年齢を重ねてこられて、もうこの色は着ないとのこと。
濃い色に染めて紋もいれさせていただきました。
いくら無地に染めても、胡粉(ごふん)の部分だけは染まらずに残ります。
前の部分をごらんください。
白い胡粉の部分だけがちらほらと残っています。
それ以外のところは綺麗に染めあがっています。
新たに入れた紋はスッキリ綺麗に目立っています。
あとは、小紋のようにちらほら柄が見える程度。
袴の上にきられるとのこと。
きっとよくお似合いになられると思っています。
K様どうもありがとうございました。
いつの間にか増える色無地。
お茶をしていると、どうしてもそうなっていきます。
気が付くとグレーが多い…
そこで、裾に汚れがある少し大きめのグレーの色無地を丸染めすることにいたしました。
丸染めと言うのは、着物を解かずにそのまま染めるという技法です。
このように綺麗に染めあがりました。
紋も共色の陰紋として残っています。
裏地も染められるのが丸染めの特徴です。
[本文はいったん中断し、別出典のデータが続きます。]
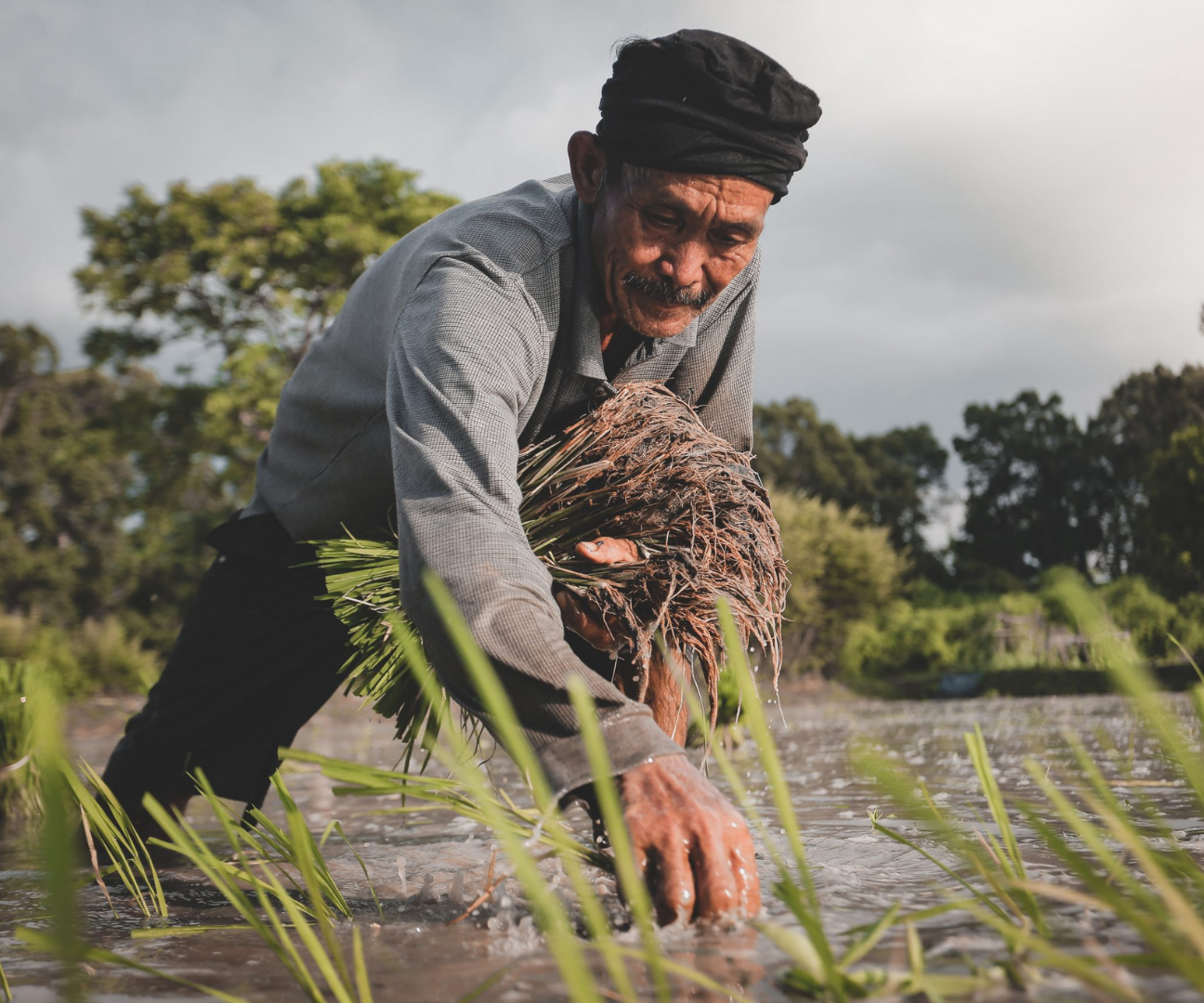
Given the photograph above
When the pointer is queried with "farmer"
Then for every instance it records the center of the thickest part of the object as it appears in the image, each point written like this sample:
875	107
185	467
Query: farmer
488	328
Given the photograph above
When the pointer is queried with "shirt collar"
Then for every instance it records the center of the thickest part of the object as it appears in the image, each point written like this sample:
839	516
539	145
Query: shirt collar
585	356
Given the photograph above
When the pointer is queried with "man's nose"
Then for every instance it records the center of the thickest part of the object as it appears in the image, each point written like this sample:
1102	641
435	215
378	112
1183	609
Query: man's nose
683	264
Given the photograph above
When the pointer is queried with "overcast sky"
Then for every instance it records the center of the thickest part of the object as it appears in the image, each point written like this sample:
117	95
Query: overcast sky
1000	195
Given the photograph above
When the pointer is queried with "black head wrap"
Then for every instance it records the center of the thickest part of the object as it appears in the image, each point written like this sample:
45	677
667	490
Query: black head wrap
702	102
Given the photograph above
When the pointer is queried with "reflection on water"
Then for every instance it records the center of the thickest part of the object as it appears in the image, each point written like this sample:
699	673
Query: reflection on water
427	868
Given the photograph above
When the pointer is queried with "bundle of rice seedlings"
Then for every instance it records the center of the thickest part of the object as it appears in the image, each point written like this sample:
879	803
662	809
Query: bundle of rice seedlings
643	467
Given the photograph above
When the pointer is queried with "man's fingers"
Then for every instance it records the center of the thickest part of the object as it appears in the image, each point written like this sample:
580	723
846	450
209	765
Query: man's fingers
741	860
609	551
671	881
718	892
584	622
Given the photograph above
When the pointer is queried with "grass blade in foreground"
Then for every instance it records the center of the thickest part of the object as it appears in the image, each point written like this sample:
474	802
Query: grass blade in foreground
635	892
128	855
817	971
561	943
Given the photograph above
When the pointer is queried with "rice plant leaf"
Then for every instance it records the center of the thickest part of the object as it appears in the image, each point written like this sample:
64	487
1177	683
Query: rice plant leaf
334	827
40	941
362	983
635	892
562	944
866	944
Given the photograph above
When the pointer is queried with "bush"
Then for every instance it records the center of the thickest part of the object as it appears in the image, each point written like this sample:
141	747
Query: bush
903	638
841	571
1147	617
97	657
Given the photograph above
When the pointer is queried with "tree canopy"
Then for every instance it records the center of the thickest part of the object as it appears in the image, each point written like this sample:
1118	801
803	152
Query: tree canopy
232	264
887	477
1028	492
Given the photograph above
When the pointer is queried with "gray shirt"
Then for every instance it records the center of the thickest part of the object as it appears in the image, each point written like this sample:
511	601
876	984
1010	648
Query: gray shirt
472	336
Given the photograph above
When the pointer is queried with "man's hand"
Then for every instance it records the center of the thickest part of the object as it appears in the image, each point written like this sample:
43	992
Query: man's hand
691	845
580	618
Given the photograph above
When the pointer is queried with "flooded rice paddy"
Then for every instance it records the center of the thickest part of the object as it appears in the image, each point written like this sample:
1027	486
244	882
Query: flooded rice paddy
427	868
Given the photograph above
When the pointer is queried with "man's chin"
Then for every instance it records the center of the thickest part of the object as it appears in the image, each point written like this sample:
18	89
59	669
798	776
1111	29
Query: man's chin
658	321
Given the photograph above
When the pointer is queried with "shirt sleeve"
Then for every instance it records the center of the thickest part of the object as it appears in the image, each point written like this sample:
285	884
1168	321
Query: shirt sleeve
467	354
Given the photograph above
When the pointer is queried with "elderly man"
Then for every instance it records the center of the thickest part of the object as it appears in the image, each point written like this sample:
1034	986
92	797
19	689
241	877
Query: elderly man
496	323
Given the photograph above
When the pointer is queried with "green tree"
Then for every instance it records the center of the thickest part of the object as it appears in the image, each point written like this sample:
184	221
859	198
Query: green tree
232	264
887	477
1174	515
64	483
1028	490
253	276
841	569
1133	424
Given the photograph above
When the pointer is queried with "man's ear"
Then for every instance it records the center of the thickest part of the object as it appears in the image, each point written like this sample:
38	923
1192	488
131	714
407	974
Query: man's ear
586	162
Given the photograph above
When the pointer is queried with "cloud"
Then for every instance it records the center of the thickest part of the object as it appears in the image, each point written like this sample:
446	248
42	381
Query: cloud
1000	195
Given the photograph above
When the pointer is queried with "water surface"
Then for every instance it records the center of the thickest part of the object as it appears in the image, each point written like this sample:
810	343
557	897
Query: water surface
414	955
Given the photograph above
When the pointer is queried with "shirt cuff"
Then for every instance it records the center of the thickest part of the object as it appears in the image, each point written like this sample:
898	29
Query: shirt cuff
631	738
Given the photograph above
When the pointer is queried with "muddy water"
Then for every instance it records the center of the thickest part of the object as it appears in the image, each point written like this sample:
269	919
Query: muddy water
414	955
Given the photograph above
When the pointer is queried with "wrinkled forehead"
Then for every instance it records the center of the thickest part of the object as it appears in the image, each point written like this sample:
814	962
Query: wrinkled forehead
735	199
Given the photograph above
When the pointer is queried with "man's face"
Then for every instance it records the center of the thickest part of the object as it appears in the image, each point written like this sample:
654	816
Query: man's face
667	243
裏地の汗も抜けてすっきり。
裾の汚れも取れています。
大成功です。
染元さん、たいへんお世話になりました。
着付け教室にお越しくださっているKさん。
お嫁入りの時に持たせてくださった付下げが派手になったので、染め変えることにされました。
金糸の通った良い生地で、裾が濃い色のぼかし染めになっています。
これから、年齢を重ねていくので、落ち着いた色に変えたいとのご希望でした。
柄は、織り方で表現されていますので、染めても問題ありません。
お選びになられたのは、藍深川。
ググっと落ち着いた色目になります。
染めあがるまで一月ほどかかりました。
裾は、同系色の濃い色にしました。
ぐっと引き締まります。
渋い感じにそめあがりました。
金糸の織模様も浮き上がり、とてもかっこいい着物に仕立て上がりました。
まるで、別の着物のようです。
八掛も共色で染めたので、とてもいい感じです。
着付けの技術も上がっているのですが、同じ着物がこんなに変わるのか?というほど美しく長く着られる着物に変わりました。大成功です。
Kさんどうもありがとうございました。
オレンジ色の振袖をおあずかりしました。もう着なくなった振袖を色無地に染めかえてお召しになりたいとのご要望です。振袖といってもとてもおとなしい色なので、十分染め替えができそうです。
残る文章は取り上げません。